Because the state of Oregon has failed to implement statewide policies that provide adequate mental health services, it seems fit to bring the issue down to a more local level. This level is Multnomah County.
The fact is, Multnomah County contains the biggest population of all counties in Oregon, and with that it is important to provide adequate health care to all residents. Mental health care is very complex, as it requires intensive research and funding to implement policies and resources that will make access more accessible and effective. For these reasons, a systematic analysis of Multnomah County's mental health care services is long due, in the hopes that it will lead to more progressive change for our state.
Currently, Multnomah County District 1 Commissioner Sharon Meieran is spearheading the research campaign and is trying to gather support from her fellow commissioners, as well as the public and other key decision-makers such as mental health facilities and hospitals.

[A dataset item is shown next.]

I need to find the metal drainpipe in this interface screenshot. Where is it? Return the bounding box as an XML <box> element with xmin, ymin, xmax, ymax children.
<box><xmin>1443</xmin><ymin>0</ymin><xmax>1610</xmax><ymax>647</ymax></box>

To gain momentum for this analysis, Meieran is asking that those who have been affected, for good or bad, by Multnomah County's mental health care system in some way, to share their stories. Gathering stories and hearing the voices of community members in this urban county is the best way for decision-makers to understand the discrepancies in the system.
The proposed research analysis is a partnership between Multnomah County and the Human Services Research Institute. Funding is critical to this operation, as this analysis will help the county and the institute understand areas where we can make meaningful change in our mental health care in Multnomah County.
The project is not only a partnership, it is a collaboration between these government agencies and the very people that we care about who suffer from mental health issues.
While research already is being done, continuing to support and advocate for the cause is critical to sustaining momentum. Some of the statistics that have surfaced in the past couple years have noted that while Oregon has one of the highest rates of mental illness, it has one of the lowest numbers of psychiatrists.
As for the psychiatrists who are in Oregon, most of them are so fully booked that there is no room for new patients. This leaves thousands of people without the medical attention that their health conditions require. Some studies note that the lack of trained mental health professionals in Oregon can be attributed to low salaries in comparison to the high costs of living in Oregon, especially Multnomah County.
We need to figure out why Oregon is so behind in mental health in this country, and we need to figure it out soon. Do we need more social workers in hospitals? Do we implement higher salaries for mental health workers? Should we strive to open more facilities?
The only way to persuade elected officials to enact new policies that will change our poor mental health care system is to analyze what we already have. The fact that Oregon ranks 49th in the nation is not just about making the state a better place to live. It is a matter of life or death.